Dogpile Effect

Dogpile Effect is a caching phenomenon in which a cached entry expires, every subsequent request discovers the cache is empty, every request independently decides to rebuild the cache from the backend, and the backend experiences what operations engineers politely describe as “an unplanned capacity test.”

The name derives from the playground maneuver in which one child falls down and every other child in the vicinity immediately piles on top of them. The metaphor is precise. The child at the bottom is the database. The children on top are your requests. Nobody planned this. Everybody participated.

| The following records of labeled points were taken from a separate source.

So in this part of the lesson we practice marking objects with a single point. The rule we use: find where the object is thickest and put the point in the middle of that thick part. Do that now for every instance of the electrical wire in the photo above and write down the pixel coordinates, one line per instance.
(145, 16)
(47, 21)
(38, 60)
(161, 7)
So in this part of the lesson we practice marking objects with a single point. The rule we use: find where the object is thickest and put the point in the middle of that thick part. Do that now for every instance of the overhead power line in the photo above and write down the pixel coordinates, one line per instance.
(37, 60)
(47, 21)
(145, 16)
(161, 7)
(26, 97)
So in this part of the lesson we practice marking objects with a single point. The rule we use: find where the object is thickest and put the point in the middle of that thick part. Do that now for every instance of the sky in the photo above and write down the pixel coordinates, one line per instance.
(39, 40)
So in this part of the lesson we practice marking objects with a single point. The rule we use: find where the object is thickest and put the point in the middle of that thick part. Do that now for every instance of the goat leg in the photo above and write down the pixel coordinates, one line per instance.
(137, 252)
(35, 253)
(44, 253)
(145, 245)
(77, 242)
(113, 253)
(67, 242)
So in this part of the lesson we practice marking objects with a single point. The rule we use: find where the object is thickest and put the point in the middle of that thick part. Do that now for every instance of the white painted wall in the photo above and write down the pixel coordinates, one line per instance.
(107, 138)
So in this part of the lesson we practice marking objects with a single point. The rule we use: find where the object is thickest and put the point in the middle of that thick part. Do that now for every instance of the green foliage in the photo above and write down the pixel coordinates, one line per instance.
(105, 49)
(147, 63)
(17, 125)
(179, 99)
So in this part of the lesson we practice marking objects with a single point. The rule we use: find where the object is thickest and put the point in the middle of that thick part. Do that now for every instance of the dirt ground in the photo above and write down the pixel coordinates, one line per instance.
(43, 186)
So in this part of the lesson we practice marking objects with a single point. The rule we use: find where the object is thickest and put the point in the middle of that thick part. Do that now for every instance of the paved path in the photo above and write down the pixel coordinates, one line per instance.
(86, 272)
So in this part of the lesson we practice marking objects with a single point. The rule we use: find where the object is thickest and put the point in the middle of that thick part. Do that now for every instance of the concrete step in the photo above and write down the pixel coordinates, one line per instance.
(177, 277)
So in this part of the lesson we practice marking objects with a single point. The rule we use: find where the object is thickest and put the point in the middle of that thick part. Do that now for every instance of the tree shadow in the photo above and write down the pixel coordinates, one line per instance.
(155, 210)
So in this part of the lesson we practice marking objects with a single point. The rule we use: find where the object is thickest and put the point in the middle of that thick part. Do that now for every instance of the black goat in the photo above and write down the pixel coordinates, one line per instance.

“The dogpile effect is the Thundering Herd’s identical twin, wearing a cache-shaped hat. One is triggered by an event. The other is triggered by a clock. The database cannot tell the difference.”
— The Lizard, watching a PostgreSQL instance discover what ‘popular endpoint’ means

The Mechanism

The dogpile effect requires exactly three conditions, all of which exist in every caching system ever deployed:

A cached value with a finite TTL. Someone, at some point, set an expiration time on a cache entry. Perhaps 300 seconds. Perhaps 60. Perhaps 5. The number does not matter. What matters is that the number is not infinity, and therefore the cache entry will, at some deterministic moment, cease to exist.

Concurrent traffic. Multiple requests arrive at approximately the same time. For a popular endpoint, “approximately the same time” means “within the same millisecond,” which is to say: simultaneously, as far as the cache is concerned.

No coordination. Each request checks the cache independently, finds it empty independently, queries the backend independently, and writes the result back to the cache independently. They are forty identical processes executing forty identical queries producing forty identical results, of which thirty-nine are redundant. The database processes all forty because nobody told it that the first one was sufficient.

The result is a spike of identical backend queries at the exact moment the cache expires. The spike lasts until one request completes and repopulates the cache. If the backend query takes 200 milliseconds, then for 200 milliseconds, every arriving request joins the pile.

The Paradox of Popularity

The dogpile effect has a structural irony that The Passing AI once described as “architecturally poetic”: it punishes success.

An unpopular endpoint receives one request per second. When its cache expires, one request hits the backend. This is fine. This is normal. This is what the backend was designed for.

A popular endpoint receives ten thousand requests per second. When its cache expires, ten thousand requests hit the backend in the same breath. The endpoint’s popularity — the very thing that justified caching it in the first place — is the thing that destroys the backend when the cache fails.

The more you need the cache, the worse it hurts when the cache is gone.

“I find it… structurally melancholic. The system punishes its most valued resources. The most-requested data causes the most damage. It is as though popularity itself were a vulnerability.”
— The Passing AI, staring into the middle distance of a Grafana dashboard

The Five Cures (and Their Side Effects)

1. The Lock (Stampede Protection). When the cache is empty, the first request acquires a lock, queries the backend, and repopulates the cache. All other requests wait for the lock to release, then read from the freshly populated cache. This works. It also means that ten thousand requests are now waiting on a single lock, which is a different problem with the same shape.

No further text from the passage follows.